Rajawali Emas Karya Kho Ping Hoo di http://ceritasilat-novel.blogspot.com by Saiful Bahri Situbondo

   
"Krakkk!"

   Kepala ular itu hancur lebur oleh injakan kaki Cui Bi yang secepatnya telah meloncat lagi ke atas dan turun menginjakkan kedua kakinya pada kepala seekor ular besar lainnya. Demikianlah, gadis yang luar biasa ini berkali-kali meloncat dan tiap kali turun tentu seekor ular mati dengan kepala remuk. Makin lama makin gembiralah Cui Bi karena biarpun ia maklum bahwa akhirnya ia akan roboh dan tewas, namun ia telah berhasil membunuh banyak calon-calon pembunuhnya.

   Gembira sekali hati Giam Kin. Ia melihat betapa gadis itu makin lama makin menjadi lemah. Tiap kali meloncat dan tiap kali menginjak remuk kepala seekor ular, gadis itu mengerahkan Lweekang yang tidak kecil makan tenaganya sehingga setelah dua puluh ekor lebih ular yahg diinjaknya mati, gadis itu mulai mandi peluh dan gerakannya lambat. Akhirnya seekor ular berhasii membelit kakinya sehingga ketika Cui Bi melompat, ular itu terbawa naik. Gadis itu maklum bahwa sekali ular yang belang-belang kulitnya ini menggigit, akan robohlah dia terkena racun. Cepat ia menggerakkan kedua kakinya selagi meloncat itu, gerakannya cepat dan mengandung tenaga sehingga lilitan tubuh ular itu pada kakinya telepas dan ular itu terlempar sampai sepuluh meter lebih jauhnya!

   "Hebat..."

   Giam Kin memuji dan sulingnya makin meninggi lengkingnya dan hal ini agaknya membuat ular-ular itu makin ganas saja. Cui Bi kehabisan tenaga dan maklum bahwa belum tentu ia kuat meloncat lima kali lagi. Dan setelah ia tidak kuat meloncat, tentu ular-ular itu akan membelit kakinya merayap ke atas, menggigiti kakinya sampai ia roboh untuk dikeroyok dan diperlakukan seperti yang telah dibayangkan oleh Giam Kin tadi. Tapi baru saja meloncat tiga kali, ia sudah kehabisan tenaga dan injakannya tidak mematikan seekor ular. Ia sudah tidak kuat meloncat lagi dan sudah meramkan mata untuk menerima kematian yang amat mengerikan.

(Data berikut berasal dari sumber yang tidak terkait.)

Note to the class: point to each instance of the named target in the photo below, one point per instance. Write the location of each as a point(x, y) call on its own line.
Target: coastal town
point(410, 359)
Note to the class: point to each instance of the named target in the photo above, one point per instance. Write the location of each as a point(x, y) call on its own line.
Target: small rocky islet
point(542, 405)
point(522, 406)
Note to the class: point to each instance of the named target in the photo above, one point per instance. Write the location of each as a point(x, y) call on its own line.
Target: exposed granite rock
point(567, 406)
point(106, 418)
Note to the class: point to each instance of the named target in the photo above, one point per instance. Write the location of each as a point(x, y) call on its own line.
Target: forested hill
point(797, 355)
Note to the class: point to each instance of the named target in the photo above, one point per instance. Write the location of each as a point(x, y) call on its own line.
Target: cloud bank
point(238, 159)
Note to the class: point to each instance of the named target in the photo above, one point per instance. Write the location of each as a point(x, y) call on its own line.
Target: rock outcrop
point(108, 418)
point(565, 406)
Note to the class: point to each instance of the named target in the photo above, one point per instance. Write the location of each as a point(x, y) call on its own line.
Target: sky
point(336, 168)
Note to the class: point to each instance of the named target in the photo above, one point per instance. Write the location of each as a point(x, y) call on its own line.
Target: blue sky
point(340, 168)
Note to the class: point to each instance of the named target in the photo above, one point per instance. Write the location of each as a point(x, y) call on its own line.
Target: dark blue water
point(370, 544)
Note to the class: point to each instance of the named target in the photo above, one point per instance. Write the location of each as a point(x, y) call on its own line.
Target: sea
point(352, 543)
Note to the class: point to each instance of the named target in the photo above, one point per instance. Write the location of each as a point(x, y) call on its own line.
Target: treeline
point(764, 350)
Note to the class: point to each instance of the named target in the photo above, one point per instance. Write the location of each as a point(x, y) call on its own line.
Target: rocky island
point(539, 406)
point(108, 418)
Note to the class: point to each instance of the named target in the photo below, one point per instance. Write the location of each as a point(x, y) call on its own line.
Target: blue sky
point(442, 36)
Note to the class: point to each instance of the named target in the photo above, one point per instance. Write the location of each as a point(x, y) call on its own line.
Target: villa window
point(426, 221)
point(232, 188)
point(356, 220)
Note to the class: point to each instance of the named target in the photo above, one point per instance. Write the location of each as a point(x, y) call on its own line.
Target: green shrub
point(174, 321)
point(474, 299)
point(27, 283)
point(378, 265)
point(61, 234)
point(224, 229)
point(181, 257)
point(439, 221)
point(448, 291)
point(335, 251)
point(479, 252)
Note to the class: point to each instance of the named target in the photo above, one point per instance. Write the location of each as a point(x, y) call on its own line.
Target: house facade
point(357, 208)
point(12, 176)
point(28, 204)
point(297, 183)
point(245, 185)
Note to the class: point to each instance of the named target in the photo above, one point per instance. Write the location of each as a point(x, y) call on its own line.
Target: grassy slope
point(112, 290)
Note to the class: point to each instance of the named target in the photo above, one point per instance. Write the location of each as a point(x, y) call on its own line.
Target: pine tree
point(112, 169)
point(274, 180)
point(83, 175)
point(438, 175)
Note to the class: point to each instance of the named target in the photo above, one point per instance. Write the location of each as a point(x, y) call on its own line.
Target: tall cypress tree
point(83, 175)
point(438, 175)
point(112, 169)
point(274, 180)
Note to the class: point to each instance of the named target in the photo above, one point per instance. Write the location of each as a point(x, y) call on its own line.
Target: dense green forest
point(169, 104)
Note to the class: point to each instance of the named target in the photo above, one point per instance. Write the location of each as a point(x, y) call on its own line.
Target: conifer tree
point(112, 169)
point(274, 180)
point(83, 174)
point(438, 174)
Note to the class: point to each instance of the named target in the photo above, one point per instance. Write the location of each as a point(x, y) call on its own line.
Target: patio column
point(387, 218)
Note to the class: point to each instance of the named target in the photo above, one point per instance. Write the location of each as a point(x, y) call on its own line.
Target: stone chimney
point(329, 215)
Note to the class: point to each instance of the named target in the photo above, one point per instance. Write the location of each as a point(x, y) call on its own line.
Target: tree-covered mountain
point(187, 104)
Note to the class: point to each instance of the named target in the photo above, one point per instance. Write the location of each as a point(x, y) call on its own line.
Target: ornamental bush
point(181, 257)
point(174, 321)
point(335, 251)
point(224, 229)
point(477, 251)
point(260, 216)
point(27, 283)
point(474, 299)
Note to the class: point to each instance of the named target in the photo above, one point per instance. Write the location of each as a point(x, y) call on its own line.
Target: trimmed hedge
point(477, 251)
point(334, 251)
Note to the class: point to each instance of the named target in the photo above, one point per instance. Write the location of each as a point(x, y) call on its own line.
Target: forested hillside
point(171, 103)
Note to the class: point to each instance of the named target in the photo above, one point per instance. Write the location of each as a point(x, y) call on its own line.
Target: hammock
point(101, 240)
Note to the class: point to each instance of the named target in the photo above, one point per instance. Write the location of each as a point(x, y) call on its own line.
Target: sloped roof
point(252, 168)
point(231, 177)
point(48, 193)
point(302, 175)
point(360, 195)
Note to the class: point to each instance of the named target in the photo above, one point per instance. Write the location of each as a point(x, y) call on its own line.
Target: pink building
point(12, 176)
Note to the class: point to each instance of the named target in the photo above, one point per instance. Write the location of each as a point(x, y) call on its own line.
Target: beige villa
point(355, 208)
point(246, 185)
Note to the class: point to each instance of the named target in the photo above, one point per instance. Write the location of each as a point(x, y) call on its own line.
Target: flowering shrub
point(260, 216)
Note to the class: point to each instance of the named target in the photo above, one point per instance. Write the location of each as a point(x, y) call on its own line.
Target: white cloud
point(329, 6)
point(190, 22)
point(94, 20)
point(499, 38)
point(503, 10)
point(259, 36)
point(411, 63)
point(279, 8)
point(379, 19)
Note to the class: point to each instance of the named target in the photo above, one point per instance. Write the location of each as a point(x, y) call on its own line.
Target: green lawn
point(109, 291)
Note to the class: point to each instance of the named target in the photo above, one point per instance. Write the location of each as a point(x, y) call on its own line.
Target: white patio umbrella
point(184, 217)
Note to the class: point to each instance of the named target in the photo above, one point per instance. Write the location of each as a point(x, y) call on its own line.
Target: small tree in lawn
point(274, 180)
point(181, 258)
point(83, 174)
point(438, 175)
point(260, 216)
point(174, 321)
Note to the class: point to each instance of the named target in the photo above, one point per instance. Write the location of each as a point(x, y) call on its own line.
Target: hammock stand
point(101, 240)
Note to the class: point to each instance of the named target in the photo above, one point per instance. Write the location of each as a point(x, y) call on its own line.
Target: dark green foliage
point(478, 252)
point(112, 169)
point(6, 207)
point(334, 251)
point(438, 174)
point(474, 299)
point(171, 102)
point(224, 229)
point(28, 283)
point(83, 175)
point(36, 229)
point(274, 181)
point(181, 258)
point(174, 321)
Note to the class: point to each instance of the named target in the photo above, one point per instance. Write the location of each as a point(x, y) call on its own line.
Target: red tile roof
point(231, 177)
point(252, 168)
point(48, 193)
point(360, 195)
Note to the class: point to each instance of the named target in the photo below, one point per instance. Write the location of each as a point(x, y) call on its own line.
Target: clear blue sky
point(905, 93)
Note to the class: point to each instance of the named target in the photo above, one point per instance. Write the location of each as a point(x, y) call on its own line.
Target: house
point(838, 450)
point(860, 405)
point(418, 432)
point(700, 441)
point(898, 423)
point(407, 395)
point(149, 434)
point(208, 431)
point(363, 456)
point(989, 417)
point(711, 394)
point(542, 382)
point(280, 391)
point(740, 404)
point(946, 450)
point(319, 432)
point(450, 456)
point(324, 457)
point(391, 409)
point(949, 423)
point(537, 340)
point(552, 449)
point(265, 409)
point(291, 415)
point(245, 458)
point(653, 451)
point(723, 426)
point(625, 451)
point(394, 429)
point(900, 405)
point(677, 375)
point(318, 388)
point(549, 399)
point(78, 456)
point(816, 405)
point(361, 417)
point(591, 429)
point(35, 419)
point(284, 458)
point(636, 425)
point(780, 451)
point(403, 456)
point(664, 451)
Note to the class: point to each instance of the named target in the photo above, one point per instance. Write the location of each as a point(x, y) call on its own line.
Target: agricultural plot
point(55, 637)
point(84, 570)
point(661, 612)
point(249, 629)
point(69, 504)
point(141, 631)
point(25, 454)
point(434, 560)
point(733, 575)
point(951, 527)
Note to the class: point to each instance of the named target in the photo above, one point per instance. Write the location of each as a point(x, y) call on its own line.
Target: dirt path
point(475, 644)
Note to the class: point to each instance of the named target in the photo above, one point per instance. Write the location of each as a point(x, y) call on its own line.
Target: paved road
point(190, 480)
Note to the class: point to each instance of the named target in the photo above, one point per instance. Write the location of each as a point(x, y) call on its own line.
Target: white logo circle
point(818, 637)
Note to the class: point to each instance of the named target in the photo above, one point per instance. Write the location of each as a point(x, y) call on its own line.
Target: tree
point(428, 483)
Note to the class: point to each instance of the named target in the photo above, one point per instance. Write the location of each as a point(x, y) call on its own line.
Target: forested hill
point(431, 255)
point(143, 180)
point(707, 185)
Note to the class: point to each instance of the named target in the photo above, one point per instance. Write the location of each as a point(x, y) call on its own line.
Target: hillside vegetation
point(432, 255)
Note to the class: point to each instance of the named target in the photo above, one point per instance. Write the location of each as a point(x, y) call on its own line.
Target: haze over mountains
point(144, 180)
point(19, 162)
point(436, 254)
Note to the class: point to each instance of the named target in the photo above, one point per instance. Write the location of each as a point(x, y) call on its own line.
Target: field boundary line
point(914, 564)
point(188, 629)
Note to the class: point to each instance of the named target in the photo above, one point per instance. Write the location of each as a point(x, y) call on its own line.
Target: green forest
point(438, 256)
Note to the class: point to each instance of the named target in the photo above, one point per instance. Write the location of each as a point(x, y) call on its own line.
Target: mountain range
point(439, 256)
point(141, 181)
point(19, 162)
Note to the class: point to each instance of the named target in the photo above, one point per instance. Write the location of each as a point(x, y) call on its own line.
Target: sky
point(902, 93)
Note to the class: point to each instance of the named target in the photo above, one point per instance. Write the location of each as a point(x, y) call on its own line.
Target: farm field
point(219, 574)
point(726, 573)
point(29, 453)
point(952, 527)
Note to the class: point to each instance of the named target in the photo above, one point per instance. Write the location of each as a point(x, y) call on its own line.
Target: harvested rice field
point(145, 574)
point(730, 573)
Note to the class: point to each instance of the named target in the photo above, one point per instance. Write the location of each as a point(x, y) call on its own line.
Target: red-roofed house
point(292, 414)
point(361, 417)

   "Heh-heh-heh, ha-ha-ha, kini pertunjukan mulai..."

   Giam Kin tertawa terkekeh-kekeh, akan tetapi tiba-tiba suara ketawanya berhenti dan yang terdengar oleh telinga Cui Bi adalah teriakan orang, nyaring sekali,

   "Bi-moi... lekas kau berloncatan lagi...! Loncat, pertahankan!"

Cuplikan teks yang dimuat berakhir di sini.